Squidward was just sitting there four hours later, with an armload of bags.

Squidward: Man, I've lost more money than I've spent.

Then he saw Sponge and Pat ending their day's work. SpongeBob's wheelburrow was full of chocolate they would be selling next Sunday. Patrick's wheelburrow was full of all the money they had made that day.

Squidward: How do those two numbskulls do it? They're perfect entrepueners, and they can't even spell chocolate!
Patrick: (singing) C-H-A-K-L-I-T is D-E-L-E-S-H-I-S!
Squidward: Or delicous. Hey, I have an idea! Next Sunday, I'll join them and observe how they sell their chocolate and copy their startegies! Squidward Tentacles, you are a genius!

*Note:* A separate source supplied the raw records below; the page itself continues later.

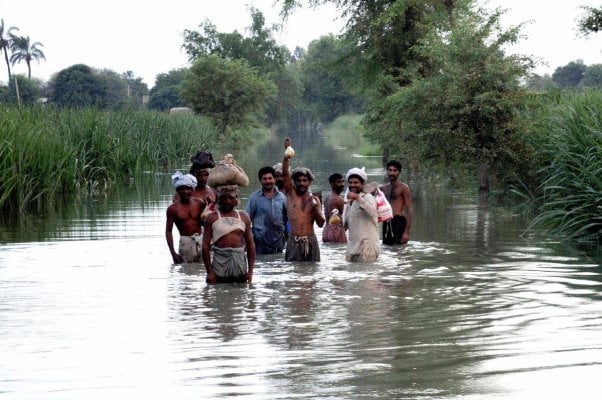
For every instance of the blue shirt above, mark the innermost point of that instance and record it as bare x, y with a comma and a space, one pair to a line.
268, 219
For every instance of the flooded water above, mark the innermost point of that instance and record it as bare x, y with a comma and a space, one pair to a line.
91, 307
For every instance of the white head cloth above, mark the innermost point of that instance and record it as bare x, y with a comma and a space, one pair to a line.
178, 179
361, 172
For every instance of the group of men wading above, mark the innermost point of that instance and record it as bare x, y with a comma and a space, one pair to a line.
280, 216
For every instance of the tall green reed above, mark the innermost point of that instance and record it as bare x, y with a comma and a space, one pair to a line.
568, 139
49, 152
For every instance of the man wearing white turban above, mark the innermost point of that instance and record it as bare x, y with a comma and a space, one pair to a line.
185, 213
360, 217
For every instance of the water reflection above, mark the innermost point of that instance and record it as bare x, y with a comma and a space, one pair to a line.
91, 307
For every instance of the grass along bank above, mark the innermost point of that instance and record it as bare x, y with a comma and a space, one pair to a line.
567, 137
47, 152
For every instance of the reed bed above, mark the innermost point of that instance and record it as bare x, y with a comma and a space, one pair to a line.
48, 152
568, 136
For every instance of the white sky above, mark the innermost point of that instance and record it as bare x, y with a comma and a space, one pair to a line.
145, 36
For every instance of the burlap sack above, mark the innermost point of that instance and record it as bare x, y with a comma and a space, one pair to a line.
227, 173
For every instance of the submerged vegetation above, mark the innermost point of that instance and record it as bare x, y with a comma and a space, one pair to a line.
46, 153
567, 136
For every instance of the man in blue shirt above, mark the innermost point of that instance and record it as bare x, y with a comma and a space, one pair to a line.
267, 209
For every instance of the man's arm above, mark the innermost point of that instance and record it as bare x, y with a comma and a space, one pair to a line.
317, 211
177, 259
206, 248
407, 203
286, 175
250, 244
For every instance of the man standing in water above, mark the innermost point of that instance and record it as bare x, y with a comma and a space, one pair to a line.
279, 180
228, 235
333, 211
185, 212
200, 170
267, 209
361, 217
303, 209
397, 229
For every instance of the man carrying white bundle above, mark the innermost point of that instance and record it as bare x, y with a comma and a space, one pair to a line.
360, 217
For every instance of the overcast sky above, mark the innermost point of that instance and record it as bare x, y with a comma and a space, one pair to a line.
146, 36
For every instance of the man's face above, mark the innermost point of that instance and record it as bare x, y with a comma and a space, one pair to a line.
184, 192
267, 182
226, 202
302, 183
392, 173
338, 185
202, 175
355, 185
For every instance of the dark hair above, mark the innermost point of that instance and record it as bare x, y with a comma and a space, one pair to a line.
203, 157
395, 164
197, 165
334, 177
266, 170
356, 176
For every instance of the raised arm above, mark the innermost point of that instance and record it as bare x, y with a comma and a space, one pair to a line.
206, 250
286, 174
177, 259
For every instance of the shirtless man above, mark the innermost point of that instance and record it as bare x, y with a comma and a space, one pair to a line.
185, 213
333, 231
228, 234
303, 209
200, 170
397, 230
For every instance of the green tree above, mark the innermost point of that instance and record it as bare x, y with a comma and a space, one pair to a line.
570, 75
24, 50
538, 83
592, 76
325, 93
78, 86
136, 90
466, 111
590, 21
259, 49
116, 89
230, 92
6, 37
286, 108
165, 94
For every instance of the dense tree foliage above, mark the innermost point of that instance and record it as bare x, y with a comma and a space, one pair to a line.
438, 85
259, 49
78, 86
593, 76
325, 93
165, 94
466, 111
540, 83
82, 86
570, 75
229, 92
591, 20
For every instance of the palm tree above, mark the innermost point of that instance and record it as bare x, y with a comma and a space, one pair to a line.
24, 51
6, 38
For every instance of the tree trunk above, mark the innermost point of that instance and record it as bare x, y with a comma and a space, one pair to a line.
483, 177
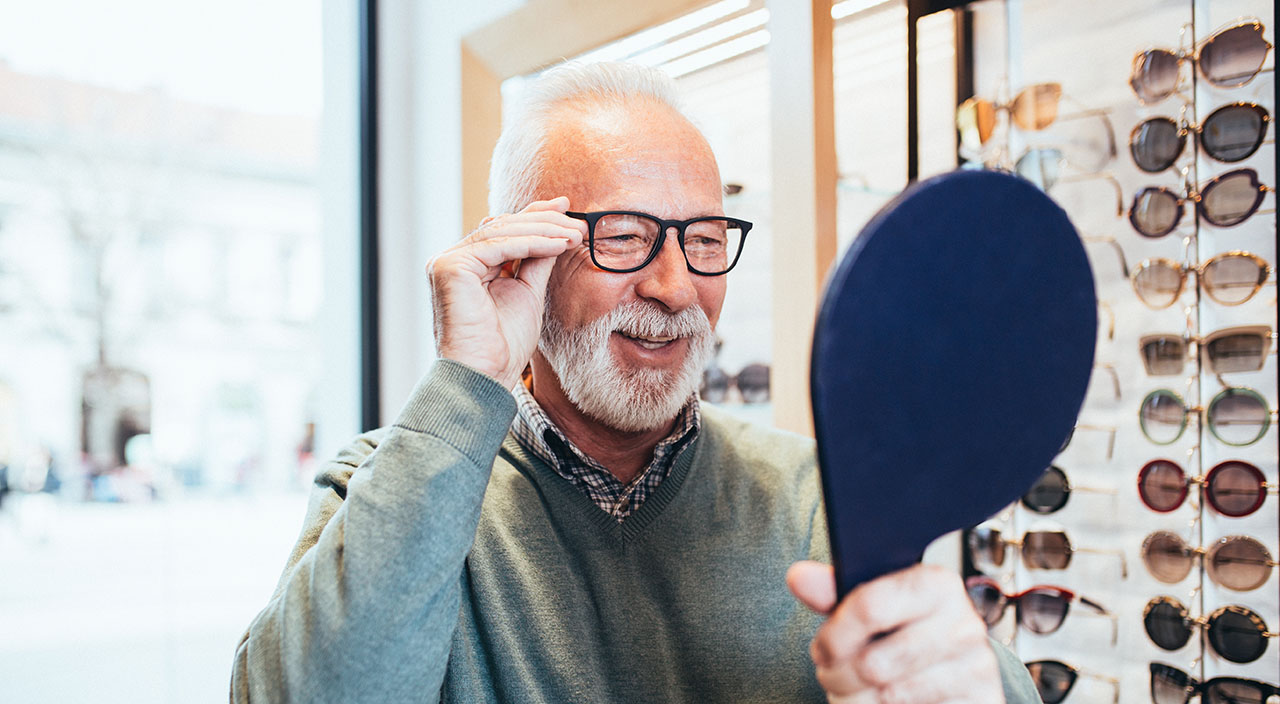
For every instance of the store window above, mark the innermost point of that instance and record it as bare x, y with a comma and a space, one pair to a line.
163, 245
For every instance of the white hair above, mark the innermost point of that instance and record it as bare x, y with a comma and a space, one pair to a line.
517, 159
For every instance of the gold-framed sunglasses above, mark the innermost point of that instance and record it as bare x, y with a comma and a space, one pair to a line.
1229, 278
1240, 348
1229, 58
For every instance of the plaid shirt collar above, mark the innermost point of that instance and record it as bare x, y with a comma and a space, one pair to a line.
535, 432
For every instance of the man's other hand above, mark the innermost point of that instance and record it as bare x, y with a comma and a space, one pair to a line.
910, 636
488, 289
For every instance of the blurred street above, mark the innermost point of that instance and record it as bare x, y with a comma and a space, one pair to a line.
138, 603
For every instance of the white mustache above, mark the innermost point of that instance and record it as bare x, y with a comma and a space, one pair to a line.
638, 319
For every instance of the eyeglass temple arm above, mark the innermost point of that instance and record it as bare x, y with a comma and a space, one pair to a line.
1124, 563
1124, 263
1101, 611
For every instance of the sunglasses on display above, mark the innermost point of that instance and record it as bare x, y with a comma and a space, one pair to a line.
1237, 416
1232, 488
1229, 58
625, 241
1045, 167
1041, 609
1243, 348
1230, 133
1041, 549
752, 382
1235, 562
1033, 108
1225, 201
1055, 679
1230, 279
1235, 632
1170, 685
1051, 492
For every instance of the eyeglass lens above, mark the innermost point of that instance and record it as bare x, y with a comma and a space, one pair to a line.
1230, 133
1054, 680
1237, 562
626, 241
1170, 685
1229, 58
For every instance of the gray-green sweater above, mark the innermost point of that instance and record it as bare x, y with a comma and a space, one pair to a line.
439, 561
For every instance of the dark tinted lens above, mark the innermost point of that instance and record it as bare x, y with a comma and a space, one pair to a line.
1155, 74
1168, 557
1052, 680
1046, 549
1042, 611
1155, 211
1166, 624
1048, 493
1239, 562
1164, 355
1233, 278
1233, 56
1237, 352
1234, 690
1161, 485
1156, 144
1230, 199
987, 600
1169, 685
1162, 416
1235, 488
1237, 632
1233, 132
1159, 283
1238, 416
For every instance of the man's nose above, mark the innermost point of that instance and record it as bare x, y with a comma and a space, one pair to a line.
667, 279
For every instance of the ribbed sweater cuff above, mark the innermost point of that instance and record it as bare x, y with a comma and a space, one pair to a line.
461, 406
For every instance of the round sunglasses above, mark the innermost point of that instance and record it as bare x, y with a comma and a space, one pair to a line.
1041, 549
1230, 133
1041, 609
1243, 348
1237, 416
1170, 685
1235, 632
1225, 201
1051, 492
1229, 58
1229, 278
1232, 488
1235, 562
1055, 679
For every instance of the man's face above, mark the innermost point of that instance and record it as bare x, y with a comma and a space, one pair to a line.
643, 158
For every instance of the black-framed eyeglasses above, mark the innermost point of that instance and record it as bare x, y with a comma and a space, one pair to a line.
625, 241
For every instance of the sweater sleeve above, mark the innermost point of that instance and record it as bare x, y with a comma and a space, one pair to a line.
370, 595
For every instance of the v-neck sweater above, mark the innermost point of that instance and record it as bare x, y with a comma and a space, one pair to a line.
443, 562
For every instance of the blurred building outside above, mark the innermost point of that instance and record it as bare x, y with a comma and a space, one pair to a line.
160, 273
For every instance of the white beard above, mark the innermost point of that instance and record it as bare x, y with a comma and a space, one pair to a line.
629, 400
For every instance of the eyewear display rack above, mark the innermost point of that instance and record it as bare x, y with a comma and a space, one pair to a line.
1121, 556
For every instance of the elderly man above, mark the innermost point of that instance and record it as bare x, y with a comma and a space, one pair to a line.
554, 516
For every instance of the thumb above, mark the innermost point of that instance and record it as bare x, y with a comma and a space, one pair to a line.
813, 584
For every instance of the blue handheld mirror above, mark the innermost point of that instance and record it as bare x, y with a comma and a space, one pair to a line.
950, 359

Time Card Narrator: The Next Sunday.

Squidward walked out of his house with his bags of Barnacle Chips. They had been stuffed into his closet for eight days, so their stench now consisted of a terribly rotten raw onion smell.

At about the same time, SpongeBob and Patrick walked out with "Today's Wheelburrow of Inventory".

SpongeBob: Come on, Patrick! We've got chocolate bars to sell!
Squidward: Wait! Can I join you guys? I'm entrepuenering too.
Patrick: Sure, Squidward! The more, the merrier!
SpongeBob: So, what are you selling?
Squidward: Week-old Barnacle Chips.
SpongeBob: Ew, those are terrible!
Patrick: Not the way I use them!
SpongeBob: Well, how do you use them?

Patrick pulled out a stinkly old toilet plunger.

Patrick: Well, first I use this toilet plunger to...
SpogneBob: Um, never mind. I don't want to know.